Pierwszym singlem promującym płytę „Sunrise” był „Afraid”. Marzycielski, spokojny, wręcz magiczny to utwór, który rozpoczyna się od zaśpiewanej falsetem (zresztą to jedyny taki przypadek na tym albumie) partii wokalnej, a potem rozwijający się mozolnie, prowadząc poprzez psychodeliczną partię instrumentalną do fantastycznego finału. Oznaczony jest on na płycie indeksem 3, ale już dwa poprzedzające go nagrania, „Sunrise” i „Echoes”, genialnie wprowadzają słuchacza w lekko oniryczny, chwilami wręcz minimalistyczny, klimat płyty. Zresztą następujące po nim utwory, w tym przede wszystkim, „Another Me” czy mocno osadzony w stylistyce Yes (głęboki ukłon w stronę „And You And I”) „Fading Light”, a także sprawiający wrażenie ciężkiego niczym drogowy walec, ze swoimi klimatami zmieniającymi się niczym w kalejdoskopie „Darkest Hour” to najprawdziwsze muzyczne perełki. I zamiast przechodzić do pompatycznego zakończenia (bo za taki można uznać pełną epickich składników kompozycję „Darkest Hour”) zespół prowadzi słuchacza do spokojnego, wyciszonego finału płyty w postaci akustycznego nagrania „Another Sunrise”. Niczym klamra spina ono trzy kwadranse wspaniałej muzyki tej norweskiej grupy. Uspokojenie przed kolejnym wschodem słońca. Pełne nostalgicznych marzeń i przymglonej melancholii…

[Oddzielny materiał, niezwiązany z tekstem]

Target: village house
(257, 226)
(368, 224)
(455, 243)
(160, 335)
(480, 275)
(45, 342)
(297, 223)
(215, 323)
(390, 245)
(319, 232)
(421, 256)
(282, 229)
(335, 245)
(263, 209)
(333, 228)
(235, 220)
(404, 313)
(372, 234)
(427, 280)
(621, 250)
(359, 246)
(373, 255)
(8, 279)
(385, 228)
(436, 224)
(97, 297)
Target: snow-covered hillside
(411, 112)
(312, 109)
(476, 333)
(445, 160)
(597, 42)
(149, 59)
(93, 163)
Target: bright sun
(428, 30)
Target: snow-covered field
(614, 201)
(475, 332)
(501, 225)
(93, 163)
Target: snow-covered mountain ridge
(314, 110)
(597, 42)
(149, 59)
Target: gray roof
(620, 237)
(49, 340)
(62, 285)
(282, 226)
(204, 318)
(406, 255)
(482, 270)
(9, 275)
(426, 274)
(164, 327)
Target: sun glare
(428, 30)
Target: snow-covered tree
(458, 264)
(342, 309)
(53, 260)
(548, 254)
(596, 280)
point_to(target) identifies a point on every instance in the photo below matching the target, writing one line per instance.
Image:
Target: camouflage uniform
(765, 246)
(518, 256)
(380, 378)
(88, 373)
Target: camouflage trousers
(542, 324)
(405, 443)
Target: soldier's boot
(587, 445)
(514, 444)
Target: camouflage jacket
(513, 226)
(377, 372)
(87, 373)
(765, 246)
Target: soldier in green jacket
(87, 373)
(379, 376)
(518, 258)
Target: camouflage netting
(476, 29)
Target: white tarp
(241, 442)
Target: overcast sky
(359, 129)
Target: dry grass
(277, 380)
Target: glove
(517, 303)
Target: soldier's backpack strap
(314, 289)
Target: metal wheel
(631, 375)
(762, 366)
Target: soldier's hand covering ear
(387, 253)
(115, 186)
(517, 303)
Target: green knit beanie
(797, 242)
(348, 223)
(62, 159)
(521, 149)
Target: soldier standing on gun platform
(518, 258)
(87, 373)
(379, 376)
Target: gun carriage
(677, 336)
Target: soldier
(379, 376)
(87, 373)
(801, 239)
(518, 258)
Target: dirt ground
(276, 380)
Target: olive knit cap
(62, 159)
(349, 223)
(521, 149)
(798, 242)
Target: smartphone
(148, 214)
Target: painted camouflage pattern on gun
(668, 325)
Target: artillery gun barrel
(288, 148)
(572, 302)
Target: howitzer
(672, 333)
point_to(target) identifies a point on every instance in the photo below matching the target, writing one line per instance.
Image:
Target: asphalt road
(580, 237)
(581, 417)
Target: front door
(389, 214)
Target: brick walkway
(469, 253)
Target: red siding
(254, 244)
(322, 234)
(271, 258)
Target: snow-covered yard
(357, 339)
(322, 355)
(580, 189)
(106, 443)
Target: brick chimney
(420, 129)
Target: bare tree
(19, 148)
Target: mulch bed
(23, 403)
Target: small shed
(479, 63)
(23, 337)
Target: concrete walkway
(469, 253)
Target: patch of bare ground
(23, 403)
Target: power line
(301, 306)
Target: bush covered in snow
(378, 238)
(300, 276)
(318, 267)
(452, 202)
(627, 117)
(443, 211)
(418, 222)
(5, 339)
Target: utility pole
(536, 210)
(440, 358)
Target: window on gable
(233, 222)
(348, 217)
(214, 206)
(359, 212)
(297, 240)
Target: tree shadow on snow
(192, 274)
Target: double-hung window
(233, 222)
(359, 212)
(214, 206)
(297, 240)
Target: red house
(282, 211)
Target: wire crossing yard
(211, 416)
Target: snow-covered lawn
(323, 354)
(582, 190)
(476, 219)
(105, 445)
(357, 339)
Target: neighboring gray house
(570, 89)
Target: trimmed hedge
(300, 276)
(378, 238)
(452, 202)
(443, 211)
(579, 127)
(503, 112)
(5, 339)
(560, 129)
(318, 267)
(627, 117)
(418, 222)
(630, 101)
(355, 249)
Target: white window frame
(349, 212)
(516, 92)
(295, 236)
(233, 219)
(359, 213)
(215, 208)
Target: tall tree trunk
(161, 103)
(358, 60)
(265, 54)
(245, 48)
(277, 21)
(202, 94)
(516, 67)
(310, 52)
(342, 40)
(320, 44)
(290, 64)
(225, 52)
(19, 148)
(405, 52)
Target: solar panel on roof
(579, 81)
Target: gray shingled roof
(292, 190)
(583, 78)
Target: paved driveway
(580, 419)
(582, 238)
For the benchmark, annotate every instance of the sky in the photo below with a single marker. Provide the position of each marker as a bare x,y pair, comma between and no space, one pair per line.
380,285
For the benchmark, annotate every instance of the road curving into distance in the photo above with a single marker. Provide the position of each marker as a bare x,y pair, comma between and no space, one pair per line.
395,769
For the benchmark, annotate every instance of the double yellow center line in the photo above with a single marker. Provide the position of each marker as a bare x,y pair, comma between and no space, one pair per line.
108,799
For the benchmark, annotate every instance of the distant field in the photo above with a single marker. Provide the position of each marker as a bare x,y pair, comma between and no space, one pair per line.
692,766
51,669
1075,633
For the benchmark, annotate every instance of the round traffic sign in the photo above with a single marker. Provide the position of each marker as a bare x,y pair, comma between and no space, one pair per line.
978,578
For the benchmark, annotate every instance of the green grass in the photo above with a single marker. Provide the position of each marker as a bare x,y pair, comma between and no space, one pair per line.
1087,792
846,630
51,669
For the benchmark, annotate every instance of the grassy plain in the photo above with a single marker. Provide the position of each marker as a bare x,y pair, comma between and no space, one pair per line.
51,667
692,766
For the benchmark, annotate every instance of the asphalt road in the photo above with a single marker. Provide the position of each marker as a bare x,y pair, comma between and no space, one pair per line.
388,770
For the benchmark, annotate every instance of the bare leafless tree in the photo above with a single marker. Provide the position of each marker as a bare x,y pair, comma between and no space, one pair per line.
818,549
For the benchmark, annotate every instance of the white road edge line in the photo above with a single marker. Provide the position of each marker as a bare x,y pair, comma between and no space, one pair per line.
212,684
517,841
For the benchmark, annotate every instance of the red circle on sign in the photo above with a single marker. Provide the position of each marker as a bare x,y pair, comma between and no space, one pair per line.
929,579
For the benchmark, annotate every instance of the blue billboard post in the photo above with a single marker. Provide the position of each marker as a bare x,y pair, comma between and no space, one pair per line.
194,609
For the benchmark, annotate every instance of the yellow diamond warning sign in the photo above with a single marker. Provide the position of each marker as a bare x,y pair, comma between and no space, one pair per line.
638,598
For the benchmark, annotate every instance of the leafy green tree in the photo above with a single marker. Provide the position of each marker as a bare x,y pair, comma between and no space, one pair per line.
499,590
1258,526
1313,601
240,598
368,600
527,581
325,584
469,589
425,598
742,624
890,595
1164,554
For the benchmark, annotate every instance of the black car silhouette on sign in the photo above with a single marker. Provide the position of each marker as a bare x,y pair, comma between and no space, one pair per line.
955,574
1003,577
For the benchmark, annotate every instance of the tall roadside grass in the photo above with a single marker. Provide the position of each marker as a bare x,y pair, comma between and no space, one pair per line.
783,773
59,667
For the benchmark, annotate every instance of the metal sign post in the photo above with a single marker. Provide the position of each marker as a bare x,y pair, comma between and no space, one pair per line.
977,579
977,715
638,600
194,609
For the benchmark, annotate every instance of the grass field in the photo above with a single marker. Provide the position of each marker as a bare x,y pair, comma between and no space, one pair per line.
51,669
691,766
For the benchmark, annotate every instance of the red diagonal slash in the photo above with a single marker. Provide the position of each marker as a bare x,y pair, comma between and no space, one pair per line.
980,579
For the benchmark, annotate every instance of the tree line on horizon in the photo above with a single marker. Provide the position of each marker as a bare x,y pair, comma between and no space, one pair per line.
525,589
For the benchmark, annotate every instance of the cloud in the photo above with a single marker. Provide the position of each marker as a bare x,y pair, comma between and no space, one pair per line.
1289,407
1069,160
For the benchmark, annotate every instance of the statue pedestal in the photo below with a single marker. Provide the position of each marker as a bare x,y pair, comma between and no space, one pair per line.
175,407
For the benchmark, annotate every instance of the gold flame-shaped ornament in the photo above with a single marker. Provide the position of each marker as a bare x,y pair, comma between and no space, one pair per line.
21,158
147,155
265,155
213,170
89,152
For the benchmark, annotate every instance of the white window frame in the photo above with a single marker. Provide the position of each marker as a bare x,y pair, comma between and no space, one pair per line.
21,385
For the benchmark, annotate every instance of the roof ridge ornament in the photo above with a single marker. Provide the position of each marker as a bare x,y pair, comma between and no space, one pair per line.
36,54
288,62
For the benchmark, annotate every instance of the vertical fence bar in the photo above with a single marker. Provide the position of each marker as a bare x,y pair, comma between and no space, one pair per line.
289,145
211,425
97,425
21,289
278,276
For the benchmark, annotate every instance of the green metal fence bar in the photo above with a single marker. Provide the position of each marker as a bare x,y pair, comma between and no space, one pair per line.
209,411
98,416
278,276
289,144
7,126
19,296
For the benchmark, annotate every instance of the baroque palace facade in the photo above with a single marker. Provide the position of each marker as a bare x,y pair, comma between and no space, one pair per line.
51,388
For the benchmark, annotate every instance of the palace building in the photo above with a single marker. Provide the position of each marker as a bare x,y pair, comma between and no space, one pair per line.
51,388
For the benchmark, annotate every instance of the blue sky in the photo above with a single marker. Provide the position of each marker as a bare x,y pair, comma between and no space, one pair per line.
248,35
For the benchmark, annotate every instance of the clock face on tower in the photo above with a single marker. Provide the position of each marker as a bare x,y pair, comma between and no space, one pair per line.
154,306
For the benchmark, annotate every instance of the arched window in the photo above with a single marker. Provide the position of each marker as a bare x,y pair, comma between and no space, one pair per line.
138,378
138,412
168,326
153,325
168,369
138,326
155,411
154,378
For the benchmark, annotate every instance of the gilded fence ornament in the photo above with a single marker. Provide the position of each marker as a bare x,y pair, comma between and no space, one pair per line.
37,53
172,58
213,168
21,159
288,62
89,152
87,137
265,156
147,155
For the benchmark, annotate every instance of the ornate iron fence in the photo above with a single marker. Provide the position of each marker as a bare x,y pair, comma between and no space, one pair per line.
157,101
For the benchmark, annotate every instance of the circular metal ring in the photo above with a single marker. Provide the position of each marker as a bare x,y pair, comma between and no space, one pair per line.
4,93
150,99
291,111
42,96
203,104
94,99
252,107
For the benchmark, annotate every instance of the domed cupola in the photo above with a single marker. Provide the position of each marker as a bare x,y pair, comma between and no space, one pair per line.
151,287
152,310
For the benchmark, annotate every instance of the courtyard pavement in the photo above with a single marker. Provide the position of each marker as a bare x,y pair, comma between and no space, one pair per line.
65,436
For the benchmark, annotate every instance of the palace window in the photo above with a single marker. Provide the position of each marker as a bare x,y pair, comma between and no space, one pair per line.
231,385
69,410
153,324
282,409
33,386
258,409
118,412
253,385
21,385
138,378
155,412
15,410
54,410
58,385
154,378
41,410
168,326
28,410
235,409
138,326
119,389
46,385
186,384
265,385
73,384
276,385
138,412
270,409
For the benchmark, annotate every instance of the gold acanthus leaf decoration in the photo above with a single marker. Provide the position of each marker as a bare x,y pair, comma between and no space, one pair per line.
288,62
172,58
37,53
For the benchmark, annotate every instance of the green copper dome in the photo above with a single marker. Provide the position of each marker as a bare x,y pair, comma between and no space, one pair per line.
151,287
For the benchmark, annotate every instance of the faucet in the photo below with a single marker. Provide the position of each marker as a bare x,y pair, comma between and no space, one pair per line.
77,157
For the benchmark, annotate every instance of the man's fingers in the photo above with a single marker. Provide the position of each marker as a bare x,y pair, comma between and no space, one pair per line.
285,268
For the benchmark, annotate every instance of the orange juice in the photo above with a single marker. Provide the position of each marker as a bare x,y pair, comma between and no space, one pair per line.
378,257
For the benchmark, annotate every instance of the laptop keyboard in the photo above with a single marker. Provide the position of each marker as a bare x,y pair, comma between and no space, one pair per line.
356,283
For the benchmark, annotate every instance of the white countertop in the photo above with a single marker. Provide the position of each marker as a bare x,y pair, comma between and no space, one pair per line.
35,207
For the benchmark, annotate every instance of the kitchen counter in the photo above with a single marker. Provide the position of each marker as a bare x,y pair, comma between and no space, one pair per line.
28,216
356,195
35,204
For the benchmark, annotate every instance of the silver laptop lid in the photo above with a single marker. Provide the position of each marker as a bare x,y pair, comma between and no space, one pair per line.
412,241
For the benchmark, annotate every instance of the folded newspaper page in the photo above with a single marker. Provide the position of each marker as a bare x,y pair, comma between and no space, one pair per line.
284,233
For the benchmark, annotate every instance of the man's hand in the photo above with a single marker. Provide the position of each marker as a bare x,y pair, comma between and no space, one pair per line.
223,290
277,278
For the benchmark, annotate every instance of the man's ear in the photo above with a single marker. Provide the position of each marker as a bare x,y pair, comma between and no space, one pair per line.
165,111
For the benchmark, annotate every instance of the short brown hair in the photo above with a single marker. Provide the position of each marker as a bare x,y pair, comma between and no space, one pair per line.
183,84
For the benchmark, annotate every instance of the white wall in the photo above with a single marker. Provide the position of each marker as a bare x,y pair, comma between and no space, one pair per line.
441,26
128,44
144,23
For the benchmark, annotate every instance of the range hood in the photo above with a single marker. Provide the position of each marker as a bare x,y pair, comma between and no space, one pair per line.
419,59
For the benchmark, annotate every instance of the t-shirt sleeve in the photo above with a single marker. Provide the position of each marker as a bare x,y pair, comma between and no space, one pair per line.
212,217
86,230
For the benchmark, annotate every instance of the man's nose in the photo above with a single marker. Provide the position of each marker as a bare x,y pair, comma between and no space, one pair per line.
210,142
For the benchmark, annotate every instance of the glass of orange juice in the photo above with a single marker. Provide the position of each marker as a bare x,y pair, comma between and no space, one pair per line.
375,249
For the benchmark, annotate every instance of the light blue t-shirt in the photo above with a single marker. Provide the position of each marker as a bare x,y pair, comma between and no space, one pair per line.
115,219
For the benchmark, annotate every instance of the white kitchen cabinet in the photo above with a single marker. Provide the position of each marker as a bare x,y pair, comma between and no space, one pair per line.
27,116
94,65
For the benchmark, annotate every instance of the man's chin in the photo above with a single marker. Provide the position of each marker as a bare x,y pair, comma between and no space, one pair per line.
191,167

Wymienione wyżej utwory nie są długie, z reguły trwają od 3 do 5 minut, lecz ich siłą, a właściwie siłą całej płyty, jest to że sąsiadują one ze sobą, tworząc spójną, fascynującą muzyczną przygodę. Przyznam, że dawno nie słyszałem czegoś równie zaskakująco pozytywnie brzmiącego. Muzyczna Norwegia górą!
Laughing Stock to zespół z prawdziwą artystyczną wizją. Wizja ta jest dość złożona i w żaden sposób nie przystaje do jednego konkretnego gatunku. Sam układ programu płyty (tytułowy wstęp, instrumentalne interludium „Intermission” (od zagranej w nim gitarowej partii na skórze pojawiają się dreszcze), aż po kodę w postaci ascetycznego „Another Sunrise”) oraz mnogość zabiegów pozamuzycznych (dzwonki, rozmowy w tle, etc.) wskazują na to, że „Sunrise” to dobrze przemyślany i wymykający się jakimkolwiek klasyfikacjom, album. Art pop z lat 80., progresywny rock lat 70., marzycielski neo prog, uduchowiony folk i odrobina metalu? Wszystkie te elementy jak ulał pasują do układanki pod nazwą ‘muzyka grupy Laughing Stock’. I wbrew swojej nazwie (Laughing Stock to po angielsku „pośmiewisko”) to naprawdę kawał świetnie prezentującego się artystycznego rocka. Takie płyty nie powstają często. Dobrze, że ta jest już z nami. Sam nie wiem kiedy stała się dla mnie jedną z najważniejszych płyt tego roku.